We were put at our ease by Patrick, the eponymous owner, an engaging young man of relaxed demeanour. After many years of working on cruise ships as a caterer, he decided to put down his roots on land and opened this restaurant two and a half years ago. He teamed up with chef Chris Howard and, in an inspired stroke, asked him to design his own kitchen. It is no surprise that Chris is still the chef and that he and Patrick have an excellent working relationship, something which one gathers is by no means the norm in catering circles.
The dining area is beyond the bar, in what must once have been the office section of the bank. The ceilings are lower, giving diners a degree of privacy and intimacy; the décor is modern but not uncompromisingly so, although the art on the walls was definitely non-representational. We sat in great comfort in semi-circular bench seats, with a sense of space which remains even when the restaurant is at its busiest.
Patrick himself brought us the menu. He told us that ‘front of house’ is his territory and that he stays well out of Chris’s kitchen – which probably accounts for the aforementioned excellence of their working relationship. (Likewise, I tend to absent myself from Mrs Bertie’s kitchen, although this is due to simple lack of talent.) The menu is not vast – always a good sign: how wise to do a few things well rather than many things moderately – but satisfyingly varied. To start, Mrs Bertie chose buttered asparagus with Parmesan and balsamic. Asparagus is her favourite vegetable and she has long experience of growing it and cooking it, so for her to exclaim, ‘This is cooked to perfection!’ was high praise indeed. Hearing this, I stealthily purloined a spear from her plate, so I am able to vouch for the accuracy of her claim. My own starter was tempura tiger prawns with a sweet chilli sauce. Mrs Bertie warned me that tempura and prawns is a terrifyingly difficult combination to control; an attempted witticism about my ability to control my tempura met with a steely glare. She needn’t have worried, though, as the prawns were exactly the right texture and taste, and the tempura didn’t dominate. I was understandably distraught when she purloined, with no attempt at stealth, one of my prawns.

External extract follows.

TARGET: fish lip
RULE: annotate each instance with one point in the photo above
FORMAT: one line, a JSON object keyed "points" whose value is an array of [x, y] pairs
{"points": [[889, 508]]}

Mrs Bertie went Eastern for her main course, choosing a Thai vegetable curry. This was a compliment in itself, as she is a dab hand at making curries and will only have one when eating out if she is absolutely certain that it is going to be good. She was not disappointed: she declared the flavours to be as subtle as could be, particularly praising the use of cardamom. I chose the pan-fried bream in gremalata with olive tapenade, partly because bream is such an unusual fish to find on a menu and partly because I wanted to find out what ‘gremalata’ was. An excellent choice: the bream was most wonderfully fish-y without being overpowering, and the gremalata was a delicate crusting which did not impair the taste at all. The olive tapenade gave the whole dish an unexpectedly exotic flavour.
After her curry, Mrs Bertie fancied something cool and so went for an iced orange and lime curd semi freddo with biscotti. She enjoyed this so much that she actually offered me a spoonful and I, not an ice-cream lover, had to admit that it was delicious. ‘That’s because it’s not ice cream,’ she explained. My choice was a raspberry crème brûlée; I can only say that if I had had room, I would have had another one. ‘You know a restaurant’s first-class when the desserts are as good as this,’ said Mrs B.
The wine list is not extensive, but Mrs Bertie and I prefer not to have to spend a quarter of an hour wading through a large book. All the wines were high quality and we opted for a Thelema Rhine Riesling from the Stellenbosch region of South Africa, which went well with both fish and curry.
Given the current financial climate, it is far from unlikely that a few more banks will close down. If they are turned into restaurants even a tenth as good as Patrick’s, this will be one of the greatest benefits of the recession.